部品を設計するエンジニアは、その部品がどう組み込まれて、どのように力がかかり、どのくらいの温度にさらされて使われるかを考えて設計するわけだが、当然、材料の特性と、成形加工のことを知り抜いて図面を引かなくてはならない。特に樹脂部品の場合、成形加工のノウハウは金型設計のノウハウでもあり、設計ノウハウとは表裏一体である。
本資料は、樹脂部品の射出成形に関する基礎的な設計ノウハウを図解とともに簡潔に説明した解説書である。少量短納期の射出成形、肉厚設計と肉抜きの重要性、反りを避ける方法、置き駒の効果、ゲートの最適な位置など、多くのトピックスを扱っている。初めて樹脂部品を扱うエンジニアはもちろんのこと、すでに普段の業務で設計・製造にかかわるエンジニアも知識の棚卸しをするのに役立つだろう。ほかにも、今設計している部品が本資料の各項目に関係することがないかチェックすることをお勧めしたい。

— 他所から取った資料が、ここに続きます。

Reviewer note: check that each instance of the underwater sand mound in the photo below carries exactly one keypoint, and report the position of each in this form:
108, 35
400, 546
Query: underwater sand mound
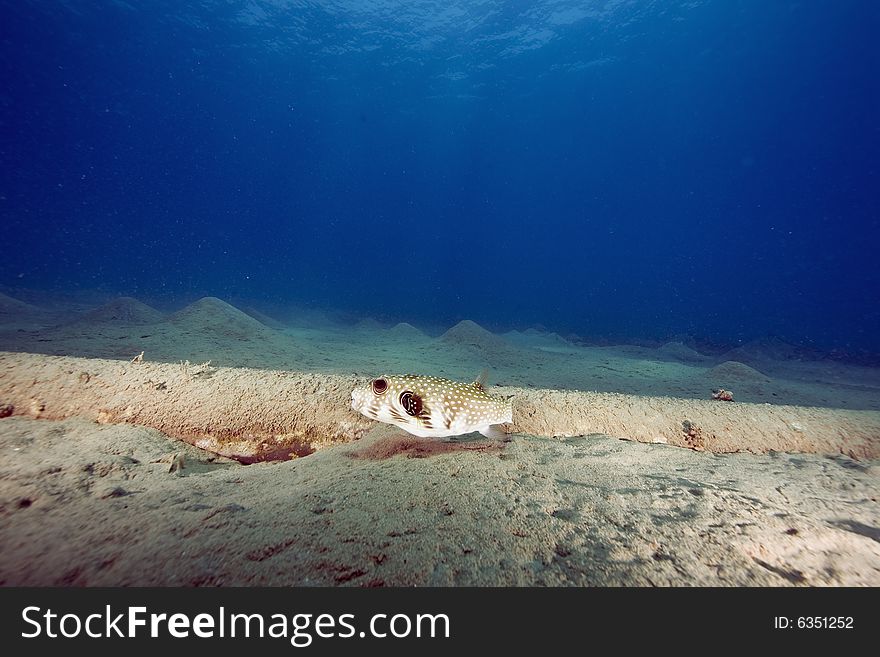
124, 310
263, 318
732, 370
211, 315
470, 334
681, 352
405, 330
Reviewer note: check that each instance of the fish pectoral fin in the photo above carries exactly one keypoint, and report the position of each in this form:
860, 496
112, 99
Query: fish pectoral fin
494, 432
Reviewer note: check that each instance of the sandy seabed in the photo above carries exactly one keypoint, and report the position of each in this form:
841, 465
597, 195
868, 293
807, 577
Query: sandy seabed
620, 468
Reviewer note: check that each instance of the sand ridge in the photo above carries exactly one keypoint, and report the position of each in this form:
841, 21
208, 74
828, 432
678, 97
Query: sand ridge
255, 414
87, 505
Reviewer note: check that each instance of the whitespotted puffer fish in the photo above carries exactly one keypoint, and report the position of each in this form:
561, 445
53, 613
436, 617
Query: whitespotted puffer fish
431, 407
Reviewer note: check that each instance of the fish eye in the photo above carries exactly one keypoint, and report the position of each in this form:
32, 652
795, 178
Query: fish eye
411, 403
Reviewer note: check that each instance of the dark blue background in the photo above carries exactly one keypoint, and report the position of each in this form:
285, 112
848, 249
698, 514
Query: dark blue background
709, 167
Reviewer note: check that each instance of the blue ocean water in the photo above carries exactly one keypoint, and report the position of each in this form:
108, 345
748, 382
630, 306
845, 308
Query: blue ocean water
610, 168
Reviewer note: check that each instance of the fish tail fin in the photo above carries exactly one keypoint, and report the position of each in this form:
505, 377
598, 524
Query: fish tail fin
495, 432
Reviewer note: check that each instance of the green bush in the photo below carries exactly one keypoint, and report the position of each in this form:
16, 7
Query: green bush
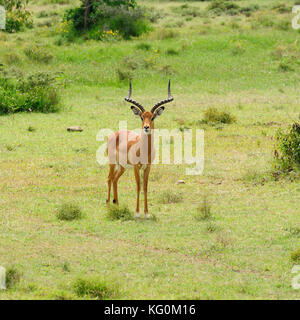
287, 149
219, 7
295, 256
17, 16
95, 288
169, 196
13, 276
69, 211
125, 21
204, 211
213, 115
35, 93
119, 213
35, 53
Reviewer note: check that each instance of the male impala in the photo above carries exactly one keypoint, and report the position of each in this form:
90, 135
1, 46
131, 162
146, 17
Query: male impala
126, 148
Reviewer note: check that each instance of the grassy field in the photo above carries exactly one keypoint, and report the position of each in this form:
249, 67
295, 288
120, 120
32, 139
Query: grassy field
247, 66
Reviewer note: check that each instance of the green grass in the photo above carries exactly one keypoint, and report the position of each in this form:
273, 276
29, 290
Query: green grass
245, 252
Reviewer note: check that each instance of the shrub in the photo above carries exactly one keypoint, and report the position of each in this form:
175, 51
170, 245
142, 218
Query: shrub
124, 74
204, 211
172, 52
35, 53
213, 115
287, 149
17, 16
69, 211
295, 255
238, 47
13, 276
163, 34
282, 8
119, 213
211, 227
12, 58
128, 20
169, 196
95, 288
144, 46
35, 93
285, 65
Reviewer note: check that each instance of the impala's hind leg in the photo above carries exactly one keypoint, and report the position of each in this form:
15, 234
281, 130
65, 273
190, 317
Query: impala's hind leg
117, 175
109, 180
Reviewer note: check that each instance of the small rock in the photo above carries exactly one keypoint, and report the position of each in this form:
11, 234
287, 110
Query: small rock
75, 128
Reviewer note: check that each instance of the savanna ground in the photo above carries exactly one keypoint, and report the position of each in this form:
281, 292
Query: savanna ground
233, 63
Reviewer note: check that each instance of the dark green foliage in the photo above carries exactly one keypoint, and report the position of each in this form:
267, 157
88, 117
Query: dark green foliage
119, 213
13, 276
35, 93
17, 16
144, 46
69, 211
119, 16
287, 150
169, 196
295, 256
94, 287
214, 116
204, 211
228, 7
35, 53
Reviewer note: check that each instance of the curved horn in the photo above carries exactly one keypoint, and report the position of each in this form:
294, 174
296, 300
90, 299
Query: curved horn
128, 99
160, 103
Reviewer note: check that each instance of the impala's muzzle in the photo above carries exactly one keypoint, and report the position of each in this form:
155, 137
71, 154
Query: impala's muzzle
147, 129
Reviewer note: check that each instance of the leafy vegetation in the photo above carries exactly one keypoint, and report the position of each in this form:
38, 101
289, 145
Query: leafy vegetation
287, 151
213, 115
254, 216
95, 18
17, 16
95, 288
69, 211
34, 93
13, 276
119, 213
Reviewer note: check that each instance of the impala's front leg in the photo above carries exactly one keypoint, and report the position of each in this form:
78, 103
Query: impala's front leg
146, 176
138, 187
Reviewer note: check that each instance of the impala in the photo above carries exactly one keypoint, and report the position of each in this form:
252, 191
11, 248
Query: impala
126, 148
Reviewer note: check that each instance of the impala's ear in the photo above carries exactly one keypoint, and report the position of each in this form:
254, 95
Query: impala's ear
158, 112
136, 111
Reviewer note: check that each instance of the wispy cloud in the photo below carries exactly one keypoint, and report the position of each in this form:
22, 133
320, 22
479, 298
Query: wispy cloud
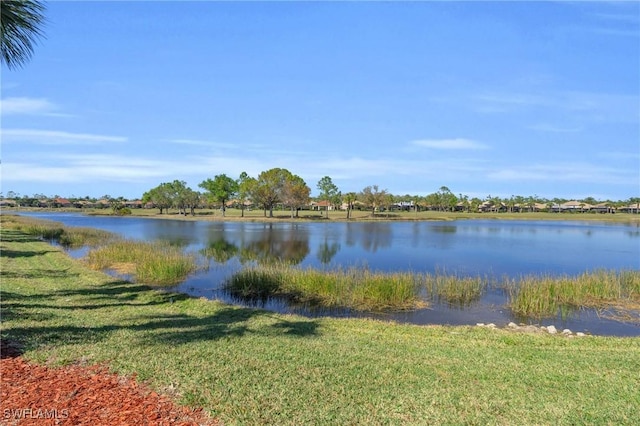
551, 128
198, 142
55, 137
590, 106
450, 144
30, 106
567, 172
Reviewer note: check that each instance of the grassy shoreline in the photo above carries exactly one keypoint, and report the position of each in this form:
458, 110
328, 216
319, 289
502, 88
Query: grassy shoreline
357, 215
248, 366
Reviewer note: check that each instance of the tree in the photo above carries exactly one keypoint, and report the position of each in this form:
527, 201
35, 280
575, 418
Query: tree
446, 199
374, 197
220, 189
350, 198
268, 188
295, 193
191, 200
245, 186
161, 196
20, 28
328, 192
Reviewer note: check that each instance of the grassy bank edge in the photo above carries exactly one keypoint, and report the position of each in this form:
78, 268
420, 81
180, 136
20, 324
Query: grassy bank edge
248, 366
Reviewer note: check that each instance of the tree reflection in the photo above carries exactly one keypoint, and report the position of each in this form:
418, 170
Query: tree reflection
327, 251
220, 250
276, 245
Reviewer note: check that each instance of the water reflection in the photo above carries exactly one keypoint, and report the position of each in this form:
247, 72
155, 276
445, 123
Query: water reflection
274, 245
220, 250
466, 248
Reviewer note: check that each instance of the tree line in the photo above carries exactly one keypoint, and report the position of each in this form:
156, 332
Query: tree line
280, 187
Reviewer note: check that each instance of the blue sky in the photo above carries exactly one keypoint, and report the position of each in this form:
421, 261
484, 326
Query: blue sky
486, 98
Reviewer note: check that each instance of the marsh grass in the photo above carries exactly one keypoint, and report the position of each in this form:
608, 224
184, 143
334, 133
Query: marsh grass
149, 262
543, 296
66, 236
355, 288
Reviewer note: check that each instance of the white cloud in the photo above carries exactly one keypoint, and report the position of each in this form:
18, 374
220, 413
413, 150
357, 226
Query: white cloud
589, 106
551, 128
55, 137
30, 106
21, 105
456, 144
567, 172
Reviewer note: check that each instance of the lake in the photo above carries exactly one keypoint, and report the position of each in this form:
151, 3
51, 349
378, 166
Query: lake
489, 248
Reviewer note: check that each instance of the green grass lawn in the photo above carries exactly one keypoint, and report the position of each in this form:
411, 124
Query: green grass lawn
248, 366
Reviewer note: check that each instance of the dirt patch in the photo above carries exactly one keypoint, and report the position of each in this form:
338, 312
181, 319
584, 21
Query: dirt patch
77, 395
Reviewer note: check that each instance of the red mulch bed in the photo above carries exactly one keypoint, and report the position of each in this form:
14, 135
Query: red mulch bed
77, 395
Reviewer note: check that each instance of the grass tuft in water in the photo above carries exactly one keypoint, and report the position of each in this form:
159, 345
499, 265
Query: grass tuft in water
456, 290
359, 289
150, 262
535, 296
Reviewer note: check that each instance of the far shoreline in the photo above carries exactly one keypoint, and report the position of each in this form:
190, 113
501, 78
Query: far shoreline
308, 216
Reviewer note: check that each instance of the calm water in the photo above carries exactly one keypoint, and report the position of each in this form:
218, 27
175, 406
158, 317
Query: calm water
474, 247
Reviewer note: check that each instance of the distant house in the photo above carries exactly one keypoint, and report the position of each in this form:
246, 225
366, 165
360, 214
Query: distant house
61, 202
323, 205
575, 206
603, 208
403, 205
133, 204
631, 208
8, 203
489, 206
103, 203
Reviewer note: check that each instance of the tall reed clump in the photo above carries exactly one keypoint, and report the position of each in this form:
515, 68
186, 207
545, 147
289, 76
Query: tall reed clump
66, 236
359, 289
543, 296
149, 262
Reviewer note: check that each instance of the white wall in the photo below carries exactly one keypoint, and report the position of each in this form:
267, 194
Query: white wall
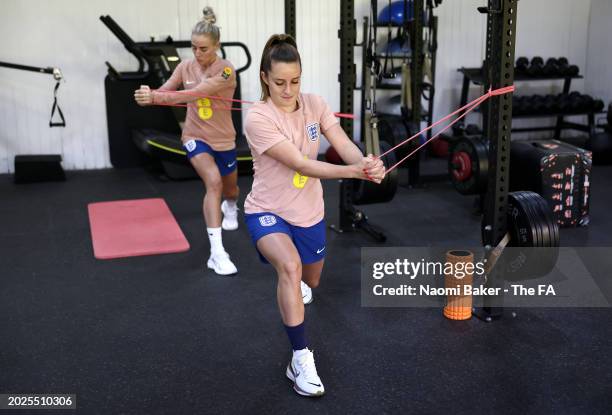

試作部品は発注から納品まで短期間で行う必要があり、発注元である開発部門と受注先である試作会社の間では、ネットなどを通じてCADデータをやり取りしながらすぐさま進めなければならない。そのためにも、設計部門と試作部門の間で素早い意思疎通が求められ、このようなクイックリファレンスガイドは貴重である。